Hoy me han hablado de ti. Ya sabes, ese tipo de cosas que se cuentan casi de todos al cabo de los años: que te casaste, que tienes tres hijos, que sigues viviendo allí en tu pueblo y que de allí era también quien se convirtió en tu marido.
No puedes asombrarte de esta ocurrencia de contarte ahora entre mis nostalgias más vivas, las que jamás doblarán su cabeza de asombro y de emoción. No puedes asombrarte, porque bien que me conociste entonces y sabes de sobra por qué calle de la verdad y los temblores acabo cogiendo siempre. No puedes asombrarte después de que te diera en aquellos años hasta el carnet de identidad. Te llevaste mis datos sin caducidad. Te sabes hasta el grupo sanguíneo que me hervía por ti.
Descubrí mirándote que una cosa era verte de día y otra de noche. Que eras diferente bajo el sol o junto a las farolas. Y que gozaba con dos formas de luces iluminando una misma felicidad. Antes de ti, jamás me había dado cuenta de eso con nadie. Sólo con Sevilla y con La Macarena cruzando una madrugada de ida y reflejando en sus ojeras un amanecer de vuelta.

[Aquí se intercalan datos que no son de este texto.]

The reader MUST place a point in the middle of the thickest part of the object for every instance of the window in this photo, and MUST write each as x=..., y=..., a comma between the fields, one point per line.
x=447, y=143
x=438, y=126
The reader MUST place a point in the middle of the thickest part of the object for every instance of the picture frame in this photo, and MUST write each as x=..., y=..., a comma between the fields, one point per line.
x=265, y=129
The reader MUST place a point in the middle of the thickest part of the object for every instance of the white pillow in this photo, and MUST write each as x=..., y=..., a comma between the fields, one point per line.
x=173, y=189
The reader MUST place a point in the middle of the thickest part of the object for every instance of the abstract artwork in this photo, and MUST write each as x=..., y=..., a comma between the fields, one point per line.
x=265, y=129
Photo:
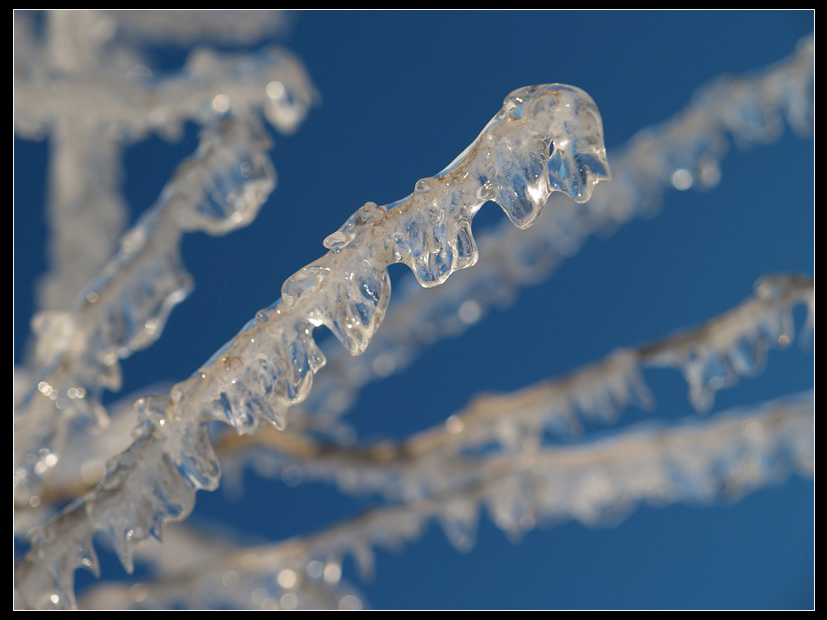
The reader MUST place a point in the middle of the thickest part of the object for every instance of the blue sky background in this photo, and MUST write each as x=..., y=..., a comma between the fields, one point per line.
x=402, y=94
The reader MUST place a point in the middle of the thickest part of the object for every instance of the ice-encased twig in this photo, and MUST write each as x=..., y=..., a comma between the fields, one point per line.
x=544, y=139
x=681, y=153
x=711, y=357
x=595, y=482
x=92, y=103
x=220, y=188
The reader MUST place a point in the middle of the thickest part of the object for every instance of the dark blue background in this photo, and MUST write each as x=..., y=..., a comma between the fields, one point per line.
x=402, y=94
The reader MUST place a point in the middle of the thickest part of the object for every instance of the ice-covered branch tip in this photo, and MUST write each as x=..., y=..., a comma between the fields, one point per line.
x=544, y=139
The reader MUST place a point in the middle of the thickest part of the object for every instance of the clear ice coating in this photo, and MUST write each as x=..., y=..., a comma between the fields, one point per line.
x=270, y=364
x=218, y=189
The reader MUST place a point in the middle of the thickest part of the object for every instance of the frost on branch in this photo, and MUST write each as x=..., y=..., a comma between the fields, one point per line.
x=544, y=139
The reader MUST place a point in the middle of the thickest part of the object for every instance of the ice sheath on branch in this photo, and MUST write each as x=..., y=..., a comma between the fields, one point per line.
x=544, y=139
x=598, y=481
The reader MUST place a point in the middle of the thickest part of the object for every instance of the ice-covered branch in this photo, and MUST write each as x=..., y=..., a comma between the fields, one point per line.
x=544, y=139
x=681, y=153
x=125, y=308
x=92, y=93
x=595, y=482
x=711, y=357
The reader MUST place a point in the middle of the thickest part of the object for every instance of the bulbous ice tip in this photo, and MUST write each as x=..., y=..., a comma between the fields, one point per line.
x=577, y=156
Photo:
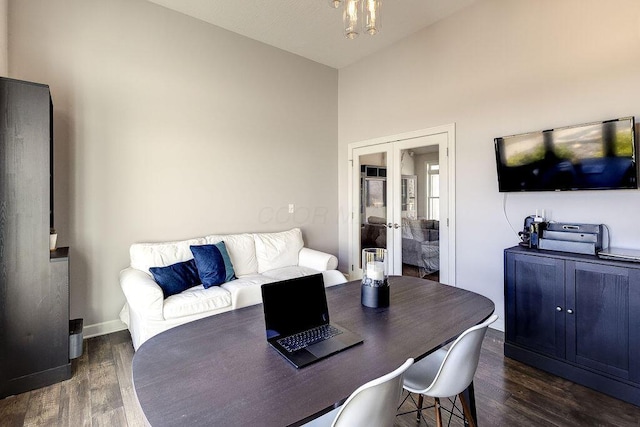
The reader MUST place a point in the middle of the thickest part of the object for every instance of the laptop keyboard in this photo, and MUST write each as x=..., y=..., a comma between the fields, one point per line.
x=306, y=338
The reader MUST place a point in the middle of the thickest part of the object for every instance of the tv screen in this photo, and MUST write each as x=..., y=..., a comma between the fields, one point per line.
x=592, y=156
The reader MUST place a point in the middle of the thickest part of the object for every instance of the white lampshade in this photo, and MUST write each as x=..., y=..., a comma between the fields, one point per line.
x=350, y=18
x=371, y=16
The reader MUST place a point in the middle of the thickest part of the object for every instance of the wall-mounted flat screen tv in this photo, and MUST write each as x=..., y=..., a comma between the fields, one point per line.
x=592, y=156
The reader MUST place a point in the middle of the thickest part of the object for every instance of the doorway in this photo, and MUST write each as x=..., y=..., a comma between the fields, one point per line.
x=402, y=198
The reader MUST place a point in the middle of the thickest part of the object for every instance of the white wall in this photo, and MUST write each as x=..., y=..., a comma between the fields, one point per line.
x=169, y=128
x=498, y=68
x=4, y=38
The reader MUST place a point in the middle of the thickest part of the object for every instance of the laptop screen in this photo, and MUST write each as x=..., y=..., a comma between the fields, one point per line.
x=294, y=305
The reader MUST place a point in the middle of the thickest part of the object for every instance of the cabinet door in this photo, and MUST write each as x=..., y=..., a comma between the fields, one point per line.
x=602, y=325
x=535, y=301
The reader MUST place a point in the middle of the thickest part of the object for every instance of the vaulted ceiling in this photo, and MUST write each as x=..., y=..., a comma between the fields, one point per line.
x=310, y=28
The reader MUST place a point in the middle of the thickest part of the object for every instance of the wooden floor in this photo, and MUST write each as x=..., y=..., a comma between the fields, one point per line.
x=508, y=393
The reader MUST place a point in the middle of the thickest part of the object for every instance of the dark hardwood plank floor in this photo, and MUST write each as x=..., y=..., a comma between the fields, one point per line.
x=508, y=393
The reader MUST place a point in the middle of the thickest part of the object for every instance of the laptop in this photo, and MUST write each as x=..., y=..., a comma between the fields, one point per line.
x=297, y=308
x=620, y=254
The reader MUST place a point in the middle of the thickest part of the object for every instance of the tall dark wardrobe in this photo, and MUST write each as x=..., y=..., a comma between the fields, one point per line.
x=34, y=281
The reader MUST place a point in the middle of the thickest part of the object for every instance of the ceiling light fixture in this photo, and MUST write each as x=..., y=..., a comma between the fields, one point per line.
x=370, y=10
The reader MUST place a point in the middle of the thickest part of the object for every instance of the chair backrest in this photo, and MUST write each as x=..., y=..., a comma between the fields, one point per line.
x=375, y=403
x=460, y=363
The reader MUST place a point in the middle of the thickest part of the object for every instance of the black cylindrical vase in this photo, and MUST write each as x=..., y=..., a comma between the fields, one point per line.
x=375, y=296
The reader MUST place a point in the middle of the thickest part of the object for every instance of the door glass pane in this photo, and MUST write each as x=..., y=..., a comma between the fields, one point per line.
x=419, y=202
x=373, y=201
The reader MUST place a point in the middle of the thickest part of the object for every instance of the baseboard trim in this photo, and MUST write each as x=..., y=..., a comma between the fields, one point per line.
x=103, y=328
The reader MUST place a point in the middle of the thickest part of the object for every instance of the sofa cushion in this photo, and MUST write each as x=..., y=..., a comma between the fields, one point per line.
x=146, y=255
x=276, y=250
x=176, y=278
x=290, y=272
x=214, y=265
x=241, y=249
x=196, y=300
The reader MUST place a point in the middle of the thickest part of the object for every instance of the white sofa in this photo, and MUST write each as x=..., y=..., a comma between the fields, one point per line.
x=257, y=258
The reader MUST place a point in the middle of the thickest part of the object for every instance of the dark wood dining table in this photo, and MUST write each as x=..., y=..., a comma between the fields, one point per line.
x=220, y=370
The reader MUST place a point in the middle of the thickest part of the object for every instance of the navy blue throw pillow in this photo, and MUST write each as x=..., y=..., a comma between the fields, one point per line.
x=214, y=264
x=176, y=278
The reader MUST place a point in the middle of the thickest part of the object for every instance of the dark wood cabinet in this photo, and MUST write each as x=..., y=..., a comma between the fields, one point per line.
x=576, y=316
x=34, y=282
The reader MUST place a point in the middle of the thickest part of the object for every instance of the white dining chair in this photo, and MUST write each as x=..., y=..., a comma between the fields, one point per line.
x=447, y=373
x=373, y=404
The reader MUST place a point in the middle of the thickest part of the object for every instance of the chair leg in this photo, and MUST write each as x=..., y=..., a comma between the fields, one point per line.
x=438, y=413
x=467, y=411
x=420, y=400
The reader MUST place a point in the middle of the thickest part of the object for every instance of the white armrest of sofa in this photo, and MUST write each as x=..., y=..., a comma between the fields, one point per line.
x=143, y=293
x=317, y=260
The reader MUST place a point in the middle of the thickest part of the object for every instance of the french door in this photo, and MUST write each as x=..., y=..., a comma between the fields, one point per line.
x=406, y=177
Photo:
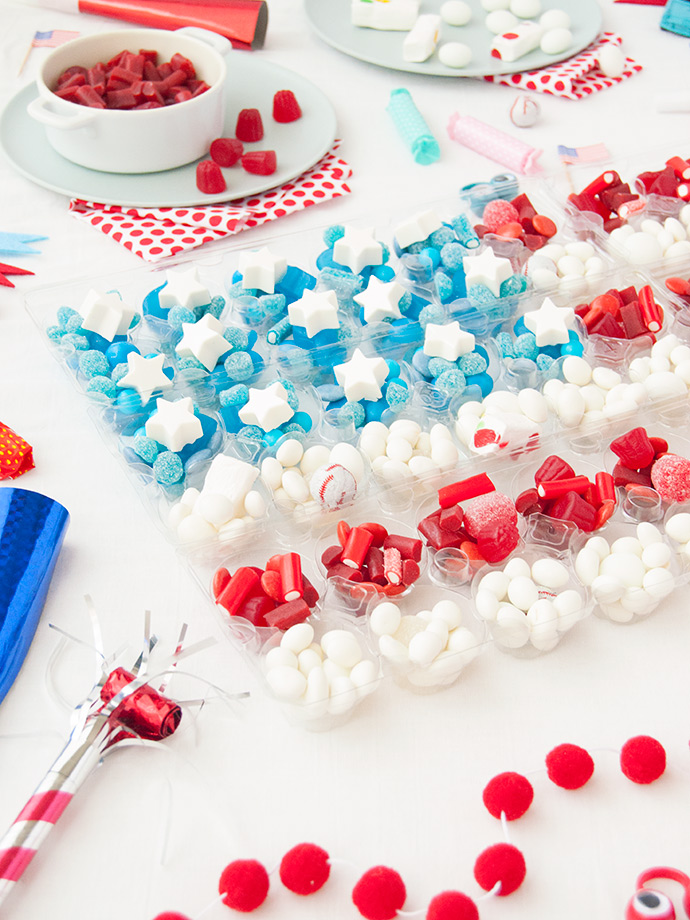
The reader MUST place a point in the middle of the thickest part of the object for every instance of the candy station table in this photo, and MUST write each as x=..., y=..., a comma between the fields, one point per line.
x=399, y=782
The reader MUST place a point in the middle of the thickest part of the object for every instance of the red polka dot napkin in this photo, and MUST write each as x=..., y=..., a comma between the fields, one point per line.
x=16, y=456
x=575, y=78
x=156, y=233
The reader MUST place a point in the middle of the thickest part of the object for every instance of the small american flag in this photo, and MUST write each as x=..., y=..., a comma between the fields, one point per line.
x=52, y=39
x=591, y=154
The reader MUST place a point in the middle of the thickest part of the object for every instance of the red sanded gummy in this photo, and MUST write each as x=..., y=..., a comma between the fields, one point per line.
x=569, y=766
x=249, y=127
x=226, y=151
x=209, y=178
x=285, y=107
x=643, y=759
x=502, y=863
x=260, y=162
x=671, y=477
x=508, y=793
x=379, y=894
x=244, y=885
x=305, y=868
x=452, y=905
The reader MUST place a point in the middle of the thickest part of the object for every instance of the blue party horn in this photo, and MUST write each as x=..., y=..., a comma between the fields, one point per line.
x=32, y=527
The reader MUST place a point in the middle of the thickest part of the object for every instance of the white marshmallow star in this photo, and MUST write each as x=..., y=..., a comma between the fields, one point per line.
x=447, y=341
x=488, y=269
x=145, y=375
x=550, y=324
x=261, y=269
x=315, y=311
x=361, y=377
x=203, y=340
x=106, y=314
x=183, y=289
x=417, y=228
x=380, y=300
x=357, y=249
x=174, y=424
x=267, y=408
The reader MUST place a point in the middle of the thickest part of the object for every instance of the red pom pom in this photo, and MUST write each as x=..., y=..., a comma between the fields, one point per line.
x=643, y=759
x=452, y=905
x=510, y=793
x=502, y=863
x=379, y=894
x=244, y=885
x=305, y=868
x=569, y=766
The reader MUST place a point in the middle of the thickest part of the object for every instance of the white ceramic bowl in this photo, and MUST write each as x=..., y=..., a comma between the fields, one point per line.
x=120, y=141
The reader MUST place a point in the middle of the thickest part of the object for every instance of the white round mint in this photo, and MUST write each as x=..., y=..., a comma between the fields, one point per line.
x=550, y=573
x=556, y=41
x=456, y=12
x=555, y=19
x=455, y=54
x=678, y=527
x=500, y=21
x=290, y=452
x=297, y=637
x=525, y=9
x=341, y=647
x=384, y=619
x=424, y=647
x=522, y=592
x=287, y=683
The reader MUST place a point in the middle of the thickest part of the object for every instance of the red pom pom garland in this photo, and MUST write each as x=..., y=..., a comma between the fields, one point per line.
x=499, y=870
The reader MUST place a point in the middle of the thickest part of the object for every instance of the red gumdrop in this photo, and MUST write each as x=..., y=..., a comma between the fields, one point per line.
x=226, y=151
x=285, y=106
x=452, y=905
x=260, y=162
x=671, y=477
x=209, y=178
x=305, y=868
x=499, y=212
x=643, y=759
x=249, y=126
x=379, y=894
x=569, y=766
x=508, y=793
x=244, y=885
x=502, y=863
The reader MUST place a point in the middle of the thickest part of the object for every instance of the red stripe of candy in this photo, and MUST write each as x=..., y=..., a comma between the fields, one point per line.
x=356, y=547
x=464, y=489
x=291, y=576
x=554, y=488
x=13, y=862
x=45, y=806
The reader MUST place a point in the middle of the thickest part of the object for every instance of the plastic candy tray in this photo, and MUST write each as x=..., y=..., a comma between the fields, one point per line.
x=244, y=424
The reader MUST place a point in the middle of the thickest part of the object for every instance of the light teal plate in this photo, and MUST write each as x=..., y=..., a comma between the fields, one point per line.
x=331, y=20
x=251, y=84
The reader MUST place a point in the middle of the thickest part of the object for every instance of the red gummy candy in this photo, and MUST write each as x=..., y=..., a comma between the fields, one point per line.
x=260, y=162
x=226, y=151
x=285, y=106
x=553, y=468
x=671, y=478
x=634, y=449
x=488, y=511
x=249, y=127
x=495, y=542
x=209, y=178
x=288, y=614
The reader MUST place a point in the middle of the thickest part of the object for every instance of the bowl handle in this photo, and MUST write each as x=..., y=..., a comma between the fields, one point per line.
x=221, y=44
x=39, y=111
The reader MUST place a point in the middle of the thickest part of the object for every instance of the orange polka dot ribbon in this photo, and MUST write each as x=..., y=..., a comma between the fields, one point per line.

Me decía a mí mismo de regreso en coche por las altas horas de la carretera: ¡Qué suerte, hoy la he visto de las dos maneras!. Y es que te había contemplado en los mimos de cada destello y cada penumbra por tu rostro y por tu pelo.
¿Por qué acabaríamos tú y yo? Nunca te enteraste de que pedí auxilio con un disco. De que lo titulé ¡Quédate! para rogártelo cantando. Yo tampoco llegué a escucharte llamándome entre mis desesperadas canciones. Tú te creíste que mi nueva vida te había superado, sin advertir que me inventaba un mundo gigante por haberme quedado sin las habitaciones cerradas en las que nos cabía todo. No me alcanzó tu voz en medio de aquella vorágine de viajes, de conciertos, de giras de promoción entre el aplauso del público y la soledad espantosa de los hoteles. Tuve que sustituir un sólo corazón, el tuyo, por miles, para que pareciera que seguía sonando tu mismo latido.
¡Qué puta vida y qué magnífica a la vez si me acuerdo de ti! No conseguí esperarte a los pies de un altar, verte entrar de blanco, sentir un pálpito que me aturdiera y mareara mientras por el largo pasillo de un templo te fueras acercando a mí y yo derramara esa lágrima que se escapa siempre que vivir parece un sueño. No lo conseguí, pero te juro que si alguna vez me he sentido casado fue a tu lado, sin papeles, sin el registro civil o las bendiciones de un cura, sin viaje de novios. Tú eras una aventura diaria, un pasaje para llevarte de la mano, una luna de miel de besos sin aire, sin atmósfera entre dos labios inseparables.
Un día -un mal día- se nos rompió el amor de tanto usarlo en vez de servirlo. Habiéndote querido tanto y tú a mí, hube de volver de aquel lejano planeta donde los dos nos amábamos sin relojes ni conciencia. Me eché a andar por los escasos metros de los escenarios que siempre se me quedaban pequeños para el ímpetu que había conocido contigo. Alguien dijo que me hacía los cien metros lisos cuando cantaba. Puede que así fuera para quien venía acostumbrado de recorrer el abismal espacio que había desde nuestra galaxia a la Tierra.
Sonó la orquesta, salí de entre bastidores, estrené una letra nueva de ausencia en mis entrañas y mientras todos me aplaudían, me hallaba más solo que nunca en la paradoja de que tú te llamabas Victoria.